A/N: Finis


"Grandmother?"

Wilhelmina Tuft takes the measure of the two young people standing watch outside the small chamber from which she has emerged. The male is dark, in his mid-thirties, extremely tall, and dressed in traditional robes. If he is the Shacklebolt of this era, he cannot have been in office for long. The one calling her grandmother is female, younger, fair-skinned and sandy-haired, and much too thin. They have both forgotten to confiscate her time-turner. At least, Wilhelmina assumes this is their purpose. It would be were she running this department.

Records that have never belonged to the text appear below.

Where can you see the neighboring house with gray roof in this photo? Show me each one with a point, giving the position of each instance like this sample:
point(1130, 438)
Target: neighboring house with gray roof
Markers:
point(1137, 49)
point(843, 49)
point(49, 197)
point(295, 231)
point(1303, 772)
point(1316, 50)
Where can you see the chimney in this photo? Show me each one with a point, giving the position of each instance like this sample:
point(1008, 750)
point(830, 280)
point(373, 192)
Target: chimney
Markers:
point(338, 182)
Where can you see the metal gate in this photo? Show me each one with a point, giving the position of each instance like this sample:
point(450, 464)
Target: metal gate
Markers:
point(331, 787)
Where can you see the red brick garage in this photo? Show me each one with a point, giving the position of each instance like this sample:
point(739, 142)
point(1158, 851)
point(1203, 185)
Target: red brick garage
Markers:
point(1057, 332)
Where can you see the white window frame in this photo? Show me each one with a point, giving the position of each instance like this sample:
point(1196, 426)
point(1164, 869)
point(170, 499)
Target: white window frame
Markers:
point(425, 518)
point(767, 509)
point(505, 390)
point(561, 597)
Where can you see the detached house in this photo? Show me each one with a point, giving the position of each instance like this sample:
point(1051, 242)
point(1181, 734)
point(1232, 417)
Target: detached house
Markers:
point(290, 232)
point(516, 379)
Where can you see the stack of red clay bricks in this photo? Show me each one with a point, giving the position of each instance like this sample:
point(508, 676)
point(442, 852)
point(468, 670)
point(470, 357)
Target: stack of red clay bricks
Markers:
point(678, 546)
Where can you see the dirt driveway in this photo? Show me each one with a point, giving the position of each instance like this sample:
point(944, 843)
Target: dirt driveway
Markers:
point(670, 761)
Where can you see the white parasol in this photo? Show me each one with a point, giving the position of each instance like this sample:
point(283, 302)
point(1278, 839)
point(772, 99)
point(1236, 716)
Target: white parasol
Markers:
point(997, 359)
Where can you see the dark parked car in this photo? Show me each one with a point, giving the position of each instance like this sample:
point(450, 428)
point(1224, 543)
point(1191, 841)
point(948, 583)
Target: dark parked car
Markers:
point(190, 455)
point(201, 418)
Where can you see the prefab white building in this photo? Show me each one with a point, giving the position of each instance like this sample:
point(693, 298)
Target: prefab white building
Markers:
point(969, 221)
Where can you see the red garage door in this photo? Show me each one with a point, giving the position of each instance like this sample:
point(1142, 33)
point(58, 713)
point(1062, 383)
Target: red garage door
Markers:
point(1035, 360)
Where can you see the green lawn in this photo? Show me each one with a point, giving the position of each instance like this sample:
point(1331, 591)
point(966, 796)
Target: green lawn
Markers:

"Am I, dear?" She replies to the witch, "How lovely."

Wilhelmina is prepared for changes in customs and social mores. So the witch's feral whoop of triumph, complex hand-slapping ritual shared with her counterpart, and the words, "I knew it! I knew it! I knew it!" Yelled at top volume do not discomfit her. She pats her hair into place and checks her own clothing for presentability.

The door to this anteroom opens.

"Minister!" Exults her descendant, "Didn't I tell you? I told you! I told you there is no way Wilhelmina Tuft died accidentally of a bloody chocolate allergy!"

"Language, Fiona," the wizard replies, gravely. Then, at the youngster's crestfallen expression, adds, "So you did." His voice is basso profundo. His gaze has remained fixed upon her. Wilhelmina is glad she had a moment to compose herself before his arrival.


1958


There.

Her quill has tattooed the final word of her promised memoir into the parchment. When it is dry, she lays the sheaf before her on the French Provincial desk, closes her eyes and calms her mind.

She stands.

Her hands are out. Her palms are down, hovering over the paper. In her mind's eye, she can see him, even after all these years, an image perfect in every detail. A man perfect in every detail.

Antoine Shacklebolt.

Utterly, completely impossible. She never said a word. No consequence of voicing her desire could be less than disastrous. But, oh, desire it was. From the first moment he strode into the Ministry in 1939, trailing an entourage of young American wizards behind him, he has entirely defined Wilhelmina's understanding of man. Six and a half feet tall, broad shouldered, somehow showing hard muscle even draped in flowing royal blue robes of soft cotton, he was the blackest human being Wilhelmina had ever seen.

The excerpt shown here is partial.